Traditional MQ works in a way such that once a message has been processed, it gets removed from the queue. A message queue allows a bunch of subscribers to pull a message, or a batch of messages, from the end of the queue. Queues usually allow for some level of transaction when pulling a message off, to ensure that the desired action was executed, before the message gets removed, but once a message has been processed, it gets removed from the queue.
With Kafka on the other hand, you publish messages/events to topics, and they get persisted. They don’t get removed when consumers receive them. This allows you to replay messages, but more importantly, it allows a multitude of consumers to process logic based on the same messages/events.
You can still scale out to get parallel processing in the same domain, but more importantly, you can add different types of consumers that execute different logic based on the same event. In other words, with Kafka, you can adopt a reactive pub/sub architecture.
ref: https://hackernoon.com/a-super-quick-comparison-between-kafka-and-message-queues-e69742d855a8
Well, this is an old thread, but still relevant, hence decided to share my view.
I think this question is a bit confusing.

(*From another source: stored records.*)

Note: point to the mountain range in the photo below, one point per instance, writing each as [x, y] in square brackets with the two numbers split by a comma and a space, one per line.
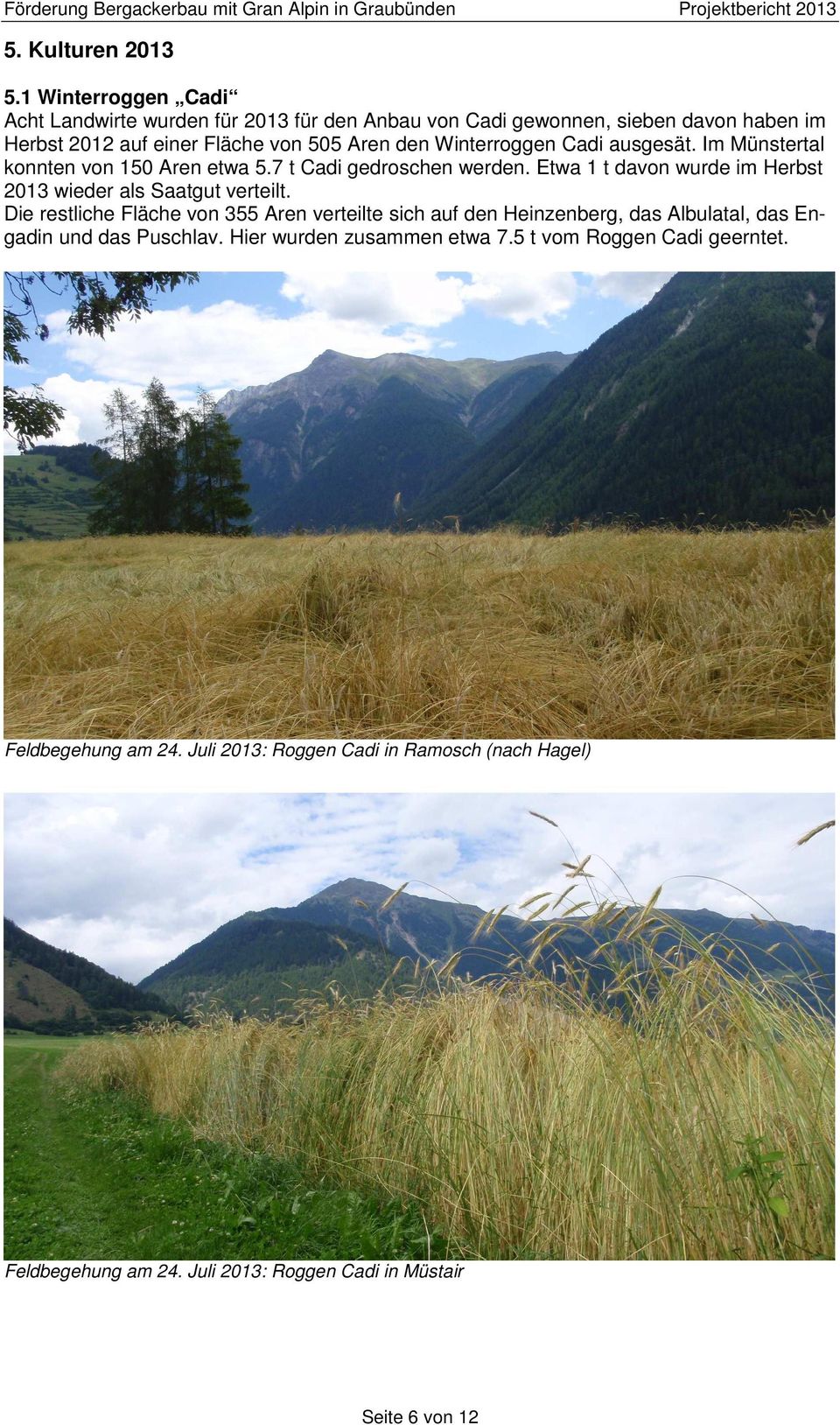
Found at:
[715, 401]
[714, 404]
[335, 444]
[53, 991]
[359, 928]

If you need strict ordering of messages, then the same strict ordering should be maintained while consuming the messages. There is absolutely no point in ordering message in queue, but not while consuming it. Kafka allows best of both worlds. It allows ordering the message within a partition right from the generation till consumption while allowing parallelism between multiple partition. Hence, if you need
Absolute ordering of all events published on a topic, use single partition. You will not have parallelism, nor do you need (again parallel and strict ordering don't go together).
Go for multiple partition and consumer, use consistent hashing to ensure all messages which need to follow relative order goes to a single partition.